И точно: с глазу на глаз немцы заговорили. Все, кроме полковника. Этот лишь молча смотрел в стену, щуря подслеповатые глаза.
Матов приказал всех пленных увести подальше в лес и там расстрелять, чтобы месть со стороны уже немцев не пала на жителей города. А сам он в соседней комнате просматривал принесенные документы и карты, сваленные в кучу. Здесь были графики поставок боеприпасов, снаряжения, горючего на весь 47-й танковый корпус. Изучить все это не было ни смысла, ни времени, и Матов поручил это дело интенданту Шифману с тем, чтобы тот представил ему отчет не более чем на двух страничках машинописного текста.
Показания пленных подтвердили уже известный факт: да, 29-я моторизованная дивизия наступает в направлении Смоленска.

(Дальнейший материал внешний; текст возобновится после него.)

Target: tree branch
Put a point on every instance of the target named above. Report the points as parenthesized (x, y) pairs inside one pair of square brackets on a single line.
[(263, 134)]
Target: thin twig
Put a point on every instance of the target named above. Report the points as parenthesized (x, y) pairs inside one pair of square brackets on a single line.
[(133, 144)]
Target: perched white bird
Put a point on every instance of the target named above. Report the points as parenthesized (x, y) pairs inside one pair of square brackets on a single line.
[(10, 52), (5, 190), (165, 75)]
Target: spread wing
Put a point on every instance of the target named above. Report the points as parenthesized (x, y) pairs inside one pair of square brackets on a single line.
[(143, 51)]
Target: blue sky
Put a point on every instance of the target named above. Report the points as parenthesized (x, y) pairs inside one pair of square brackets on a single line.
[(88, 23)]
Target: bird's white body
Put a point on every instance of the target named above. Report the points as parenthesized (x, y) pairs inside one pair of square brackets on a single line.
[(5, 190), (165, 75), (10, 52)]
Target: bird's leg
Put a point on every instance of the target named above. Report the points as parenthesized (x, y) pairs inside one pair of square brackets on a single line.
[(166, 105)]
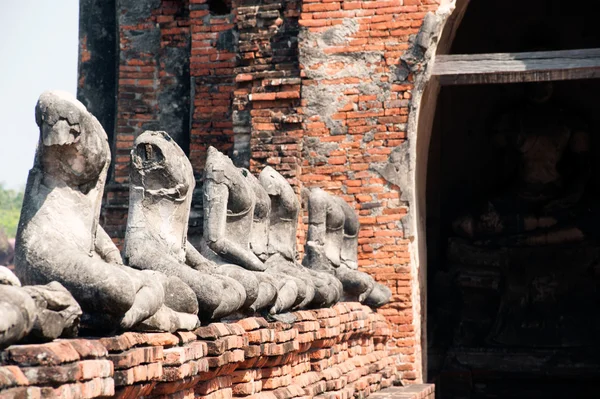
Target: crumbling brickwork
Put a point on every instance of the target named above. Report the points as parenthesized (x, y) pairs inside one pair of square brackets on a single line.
[(315, 88), (329, 353)]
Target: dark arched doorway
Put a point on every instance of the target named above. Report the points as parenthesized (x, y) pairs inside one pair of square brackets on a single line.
[(512, 187)]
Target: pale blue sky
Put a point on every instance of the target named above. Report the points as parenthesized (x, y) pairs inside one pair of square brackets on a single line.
[(38, 51)]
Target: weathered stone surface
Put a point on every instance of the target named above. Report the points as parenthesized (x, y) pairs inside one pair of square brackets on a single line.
[(8, 278), (161, 186), (229, 204), (322, 289), (40, 313), (332, 246), (59, 236)]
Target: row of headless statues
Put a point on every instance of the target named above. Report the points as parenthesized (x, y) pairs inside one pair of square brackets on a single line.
[(246, 263)]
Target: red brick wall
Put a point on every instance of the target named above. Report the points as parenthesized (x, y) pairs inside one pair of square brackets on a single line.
[(350, 56), (314, 88), (212, 71)]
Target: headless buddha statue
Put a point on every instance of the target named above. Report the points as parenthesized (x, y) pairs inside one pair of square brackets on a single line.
[(332, 244), (59, 237), (229, 203), (550, 162), (279, 253), (291, 291), (36, 312), (540, 209), (160, 196)]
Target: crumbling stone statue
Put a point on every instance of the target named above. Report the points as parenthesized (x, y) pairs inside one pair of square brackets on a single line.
[(35, 313), (547, 155), (541, 204), (7, 251), (160, 195), (229, 203), (59, 238), (291, 291), (332, 246), (323, 289)]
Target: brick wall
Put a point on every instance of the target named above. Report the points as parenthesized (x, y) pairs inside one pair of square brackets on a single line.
[(329, 353), (314, 88), (355, 97)]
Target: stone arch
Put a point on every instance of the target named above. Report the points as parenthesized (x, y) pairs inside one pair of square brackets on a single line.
[(436, 37)]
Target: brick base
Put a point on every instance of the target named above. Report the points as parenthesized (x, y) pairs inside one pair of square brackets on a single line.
[(336, 353)]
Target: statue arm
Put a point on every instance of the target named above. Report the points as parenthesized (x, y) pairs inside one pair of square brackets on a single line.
[(215, 220), (195, 259), (106, 248), (317, 216)]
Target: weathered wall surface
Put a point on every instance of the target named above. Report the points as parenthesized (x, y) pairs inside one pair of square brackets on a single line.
[(329, 353), (356, 91), (322, 90)]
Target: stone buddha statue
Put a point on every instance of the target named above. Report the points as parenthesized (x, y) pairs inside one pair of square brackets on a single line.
[(229, 203), (547, 154), (331, 246), (36, 312), (160, 195), (59, 237), (280, 249), (532, 233), (291, 291)]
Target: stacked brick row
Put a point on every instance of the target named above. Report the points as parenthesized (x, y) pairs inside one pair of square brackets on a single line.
[(152, 91), (268, 126), (355, 98), (212, 63), (327, 353)]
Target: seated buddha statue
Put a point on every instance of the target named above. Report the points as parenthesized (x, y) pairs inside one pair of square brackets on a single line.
[(534, 230), (229, 203), (548, 157), (160, 196), (322, 288), (332, 244), (60, 239)]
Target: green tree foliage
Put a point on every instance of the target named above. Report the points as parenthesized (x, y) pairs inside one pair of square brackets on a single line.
[(10, 209)]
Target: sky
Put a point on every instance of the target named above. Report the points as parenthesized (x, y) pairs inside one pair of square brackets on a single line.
[(38, 52)]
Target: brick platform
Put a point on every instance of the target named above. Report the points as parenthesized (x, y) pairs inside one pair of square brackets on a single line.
[(336, 353)]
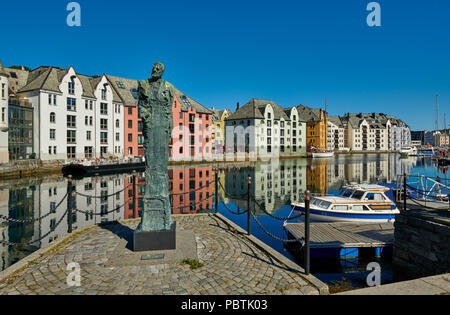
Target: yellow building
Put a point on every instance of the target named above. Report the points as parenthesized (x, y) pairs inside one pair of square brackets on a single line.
[(316, 126), (218, 132)]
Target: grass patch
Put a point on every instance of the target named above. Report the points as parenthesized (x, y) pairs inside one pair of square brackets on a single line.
[(194, 264), (341, 286)]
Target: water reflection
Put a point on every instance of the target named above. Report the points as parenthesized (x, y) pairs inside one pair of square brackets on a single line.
[(275, 185), (40, 197)]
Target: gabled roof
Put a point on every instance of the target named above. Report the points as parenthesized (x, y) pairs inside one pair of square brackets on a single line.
[(2, 71), (309, 114), (336, 120), (126, 89), (186, 102), (255, 109)]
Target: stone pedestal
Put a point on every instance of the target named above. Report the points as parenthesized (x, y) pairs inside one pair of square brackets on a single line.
[(155, 240)]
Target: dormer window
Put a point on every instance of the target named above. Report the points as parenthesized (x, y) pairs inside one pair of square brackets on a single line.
[(104, 90)]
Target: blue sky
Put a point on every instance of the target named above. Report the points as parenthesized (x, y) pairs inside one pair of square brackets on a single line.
[(223, 52)]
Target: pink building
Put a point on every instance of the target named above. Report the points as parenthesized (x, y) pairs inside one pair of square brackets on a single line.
[(192, 130)]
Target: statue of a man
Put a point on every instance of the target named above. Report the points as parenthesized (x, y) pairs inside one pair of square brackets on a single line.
[(155, 107)]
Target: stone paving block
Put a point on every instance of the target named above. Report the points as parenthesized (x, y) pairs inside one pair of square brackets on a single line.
[(227, 269)]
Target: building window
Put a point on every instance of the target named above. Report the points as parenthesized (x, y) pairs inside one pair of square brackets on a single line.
[(104, 138), (103, 108), (71, 136), (71, 104), (71, 121), (88, 152), (72, 86), (71, 152)]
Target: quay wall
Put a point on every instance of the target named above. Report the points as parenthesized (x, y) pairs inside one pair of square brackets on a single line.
[(421, 245)]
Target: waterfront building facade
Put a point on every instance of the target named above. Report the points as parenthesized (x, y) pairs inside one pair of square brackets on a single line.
[(78, 117), (218, 132), (4, 98), (417, 138), (336, 134), (73, 115), (316, 126), (366, 132), (264, 128), (133, 139), (192, 133), (400, 133)]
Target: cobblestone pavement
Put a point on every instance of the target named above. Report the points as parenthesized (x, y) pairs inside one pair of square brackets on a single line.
[(232, 266)]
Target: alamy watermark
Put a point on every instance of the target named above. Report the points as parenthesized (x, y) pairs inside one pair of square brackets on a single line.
[(374, 17), (74, 17), (74, 277), (374, 277)]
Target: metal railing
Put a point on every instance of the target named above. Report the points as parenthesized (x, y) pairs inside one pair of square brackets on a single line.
[(424, 192)]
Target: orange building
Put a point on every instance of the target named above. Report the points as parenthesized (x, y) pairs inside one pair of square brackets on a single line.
[(316, 126)]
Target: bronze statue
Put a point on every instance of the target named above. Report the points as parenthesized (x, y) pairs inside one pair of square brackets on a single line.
[(155, 106)]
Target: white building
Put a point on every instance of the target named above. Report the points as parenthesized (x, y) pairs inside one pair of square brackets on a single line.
[(336, 133), (4, 98), (264, 128), (74, 115), (367, 132), (400, 134)]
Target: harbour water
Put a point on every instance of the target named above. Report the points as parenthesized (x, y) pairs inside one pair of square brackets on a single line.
[(275, 185)]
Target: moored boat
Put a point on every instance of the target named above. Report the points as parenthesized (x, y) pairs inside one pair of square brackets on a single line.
[(320, 153), (103, 168), (408, 151), (355, 203)]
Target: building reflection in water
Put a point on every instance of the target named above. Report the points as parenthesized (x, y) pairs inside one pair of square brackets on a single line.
[(274, 185), (36, 198)]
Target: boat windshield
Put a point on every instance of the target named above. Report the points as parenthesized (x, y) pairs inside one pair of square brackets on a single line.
[(357, 195), (321, 204)]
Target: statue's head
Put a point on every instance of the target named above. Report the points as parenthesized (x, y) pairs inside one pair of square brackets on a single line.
[(158, 70)]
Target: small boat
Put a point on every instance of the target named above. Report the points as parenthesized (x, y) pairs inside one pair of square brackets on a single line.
[(103, 168), (408, 151), (355, 203)]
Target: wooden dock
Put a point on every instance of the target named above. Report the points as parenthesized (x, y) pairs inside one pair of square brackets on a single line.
[(345, 235)]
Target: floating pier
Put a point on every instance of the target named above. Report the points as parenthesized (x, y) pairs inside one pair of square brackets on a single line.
[(345, 240)]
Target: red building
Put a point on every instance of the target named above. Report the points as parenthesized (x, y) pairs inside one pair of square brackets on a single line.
[(192, 133)]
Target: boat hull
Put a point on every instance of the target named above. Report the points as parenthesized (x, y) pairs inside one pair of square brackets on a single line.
[(348, 216), (78, 170)]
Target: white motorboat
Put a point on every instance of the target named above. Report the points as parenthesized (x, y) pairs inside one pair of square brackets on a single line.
[(355, 203), (408, 151)]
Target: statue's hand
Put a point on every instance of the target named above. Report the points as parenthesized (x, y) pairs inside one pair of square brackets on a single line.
[(145, 113)]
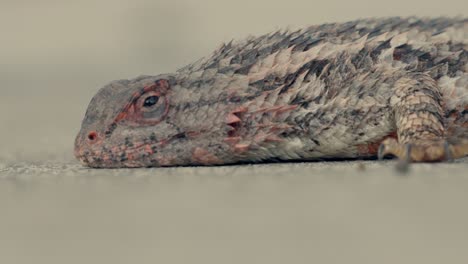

Новой информацией были направления движения остальных дивизий как 47-го корпуса, так и всей второй танковой группы: 17-я танковая дивизия обходила Оршу с юго-востока, 18-я танковая двигалась в направлении Гусино, что стоит на правом берегу Днепра между Смоленском и Оршей, 46-й танковый корпус двумя танковыми дивизиями наступает на Жамово-Хиславичи-Починок, полк «Великая Германия» и 10-я танковая дивизия охватывают Могилев с севера-востока, гарнизон которого отбил все предыдущие атаки, а 3-я танковая дивизия — с юго-востока; 24-й танковый корпус наступает на Славгород и Кричев.